The current bullish trend for copper shows no sign of slowing just yet with the red metal touching a 3 year high largely driven by increasing demand from China, along with a fall in inventories in the London warehouses. On the London Metal exchange it touched a high of $6649 tonnes during the week, a level not seen since late 2014. The continued trend higher has also been the result of supply issues globally, and as always when such trends develop, both traders and speculators become increasingly nervous and vexed, as the trend gathers momentum and in sharp contrast to their opinion of what ‘should’ be happening. What ‘should’ be happening is of no consequence to the market whatsoever. This facet of trading behaviour is perhaps seen most commonly in the gold market where many participants have a fervent belief that the price of gold should always rise and never fall, no matter the market conditions, sentiment or economic climate. Trading with an opinion about what ‘should’ happen is dangerous in the extreme and the move in copper is generating exactly these reactions as it climbs ever higher. So who’s right, the doubters or the markets?

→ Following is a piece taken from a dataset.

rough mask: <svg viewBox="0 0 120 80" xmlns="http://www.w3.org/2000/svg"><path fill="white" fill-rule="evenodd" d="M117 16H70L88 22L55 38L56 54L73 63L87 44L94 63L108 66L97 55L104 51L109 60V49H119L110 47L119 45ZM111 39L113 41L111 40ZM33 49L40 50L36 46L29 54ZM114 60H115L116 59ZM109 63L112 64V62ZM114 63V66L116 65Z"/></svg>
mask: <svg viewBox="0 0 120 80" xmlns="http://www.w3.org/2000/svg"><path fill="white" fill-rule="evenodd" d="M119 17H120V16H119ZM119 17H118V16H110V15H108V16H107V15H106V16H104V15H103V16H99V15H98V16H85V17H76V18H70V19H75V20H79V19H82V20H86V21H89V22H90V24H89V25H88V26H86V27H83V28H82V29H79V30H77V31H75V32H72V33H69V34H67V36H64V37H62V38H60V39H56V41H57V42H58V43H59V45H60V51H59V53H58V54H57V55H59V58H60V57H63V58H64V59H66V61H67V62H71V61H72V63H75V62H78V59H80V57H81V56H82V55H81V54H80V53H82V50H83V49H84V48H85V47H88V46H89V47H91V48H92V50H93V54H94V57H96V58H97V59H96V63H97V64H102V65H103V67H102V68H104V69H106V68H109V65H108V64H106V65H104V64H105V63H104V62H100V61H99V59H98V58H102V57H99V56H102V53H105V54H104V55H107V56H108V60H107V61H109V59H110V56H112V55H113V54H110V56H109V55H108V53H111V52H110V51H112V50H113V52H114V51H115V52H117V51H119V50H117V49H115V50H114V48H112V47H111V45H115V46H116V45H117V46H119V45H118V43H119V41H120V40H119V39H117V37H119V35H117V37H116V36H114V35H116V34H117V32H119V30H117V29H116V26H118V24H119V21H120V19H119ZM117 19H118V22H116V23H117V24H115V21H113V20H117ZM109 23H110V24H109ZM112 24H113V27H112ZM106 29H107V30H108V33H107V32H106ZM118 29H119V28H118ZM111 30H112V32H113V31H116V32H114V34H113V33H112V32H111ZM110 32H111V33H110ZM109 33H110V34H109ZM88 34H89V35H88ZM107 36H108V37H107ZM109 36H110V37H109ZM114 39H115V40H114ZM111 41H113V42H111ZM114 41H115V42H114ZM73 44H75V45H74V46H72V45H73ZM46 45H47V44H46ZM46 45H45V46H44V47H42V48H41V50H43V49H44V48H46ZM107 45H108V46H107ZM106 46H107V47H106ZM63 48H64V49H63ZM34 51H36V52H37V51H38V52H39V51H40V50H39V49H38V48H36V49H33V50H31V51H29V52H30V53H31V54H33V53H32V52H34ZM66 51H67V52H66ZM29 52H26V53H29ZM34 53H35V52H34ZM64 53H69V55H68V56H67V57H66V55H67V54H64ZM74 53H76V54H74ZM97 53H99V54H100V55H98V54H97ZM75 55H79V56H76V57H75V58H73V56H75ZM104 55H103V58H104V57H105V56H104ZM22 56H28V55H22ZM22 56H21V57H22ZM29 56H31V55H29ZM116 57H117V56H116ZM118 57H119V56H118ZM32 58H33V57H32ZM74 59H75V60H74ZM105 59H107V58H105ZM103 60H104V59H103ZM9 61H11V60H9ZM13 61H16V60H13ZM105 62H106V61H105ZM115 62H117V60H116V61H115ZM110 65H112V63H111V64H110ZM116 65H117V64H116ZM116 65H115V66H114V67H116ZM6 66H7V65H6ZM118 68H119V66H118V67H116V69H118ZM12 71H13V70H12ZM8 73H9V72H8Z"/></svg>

The move in copper is entirely understandable and supportable when considered from a technical perspective, and more particularly when applying volume price analysis to the chart. Volumes throughout June, and for most of July remained average to low, and in line with the associated price action, with mildly bullish sentiment based on narrow spreads on the day. A move through the $2.7120/lb area duly established a platform of support with the wide spread up candle on ultra high volume then confirming the break away from this trading range on the 27th July. This was duly followed with further upwards momentum before a further injection of volume moved the price action higher once again on the 16th August, with another wide spread up candle on excellent volume. Finally today’s price action has propelled copper through the psychological $3.0000/lb region and on to trade higher at $3.0355/lb at the time of writing, and clearing away from the short term resistance built during the week. Scary indeed for those traders now shorting copper on an opinion, and with no evidence to suggest we are approaching a top just yet, the shorts looks set to be squeezed further as copper continues its stately progress higher.
Moving to the weekly chart, this simply confirms the daily picture, with the price action finally having broken away from the huge volatility candle of November 2016, and with the volume point of control now firmly anchored in the $2.6300/lb area. With little in the way of volume resistance ahead, the outlook for copper remains firmly bullish for the time being, and with the US dollar continuing to maintain a weak persona, short sellers may have to look elsewhere for help.